Research Centre for Medical Genetics, Moscow, Russia.
Research Centre for Medical Genetics, Moscow, Russia.
Eur J Med Genet. 2020 Dec;63(12):104088. doi: 10.1016/j.ejmg.2020.104088. Epub 2020 Oct 15.
Pitt-Hopkins syndrome is a rare neurodevelopment disorder caused by haploinsufficiency of the transcription factor 4 (TCF4). The main clinical symptoms of Pitt-Hopkins syndrome are severe development delay, intellectual disability, characteristic facial phenotype, and breathing abnormalities, including episodic hyperventilation. Different pathogenic variants can lead to Pitt-Hopkins syndrome. The most common are large deletions at 18q21 encompassing the TCF4 gene and frameshifting/nonsense single nucleotide variants. However, variants in noncoding regions can also lead to Pitt-Hopkins syndrome by disrupting the normal pre-mRNA splicing machinery. Here we describe three patients with Pitt-Hopkins syndrome caused by a large deletion in chromosome 18, a nonsense variant, and a novel variant located in intron 11 of TCF4 c.922+5G > A. Using RT-PCR analysis and minigene splicing assay we showed that this intronic variant leads to exon 11 skipping resulting in a formation of a premature stop codon. To our knowledge, this is the first functional annotation of a splicing variant in Pitt-Hopkins syndrome.
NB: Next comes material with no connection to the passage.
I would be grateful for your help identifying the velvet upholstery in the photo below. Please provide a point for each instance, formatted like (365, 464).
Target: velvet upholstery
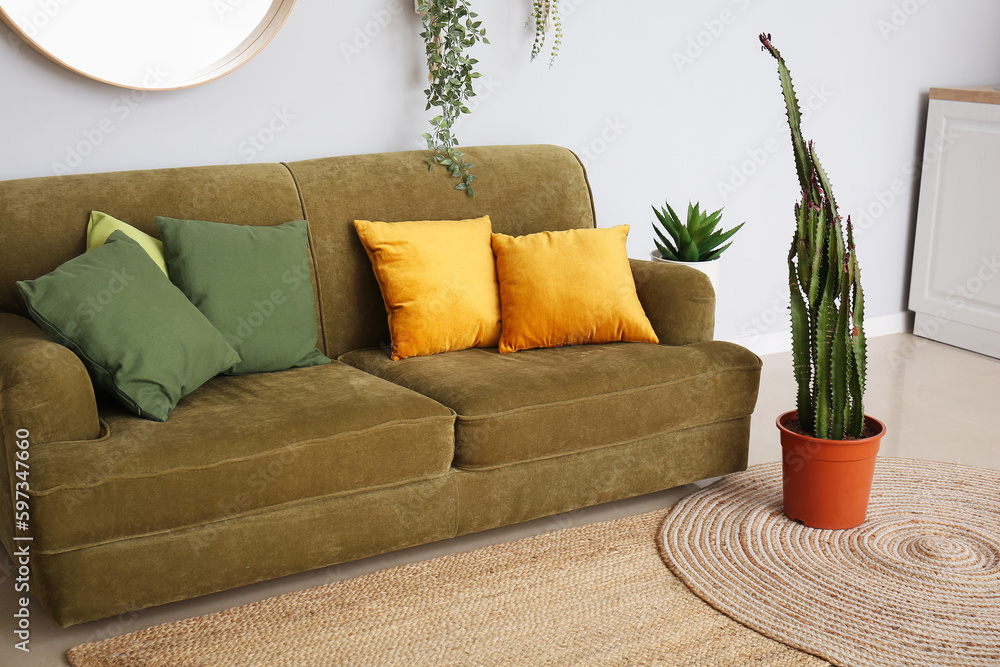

皮特-霍普金斯综合征是一种由转录因子 4(TCF4)单倍剂量不足引起的罕见神经发育障碍。皮特-霍普金斯综合征的主要临床症状是严重的发育迟缓、智力残疾、特征性面部表型和呼吸异常,包括发作性过度通气。不同的致病性变异可导致皮特-霍普金斯综合征。最常见的是包含 TCF4 基因的 18q21 大片段缺失和移码/无义单核苷酸变异。然而,非编码区域的变异也可以通过破坏正常的前体 mRNA 剪接机制导致皮特-霍普金斯综合征。在这里,我们描述了三个由 18 号染色体大片段缺失、无义变异和位于 TCF4 c.922+5G>A 内含子 11 的新型变异引起的皮特-霍普金斯综合征患者。通过 RT-PCR 分析和小基因剪接试验,我们表明该内含子变异导致第 11 外显子跳跃,从而形成提前终止密码子。据我们所知,这是对皮特-霍普金斯综合征剪接变异的首次功能注释。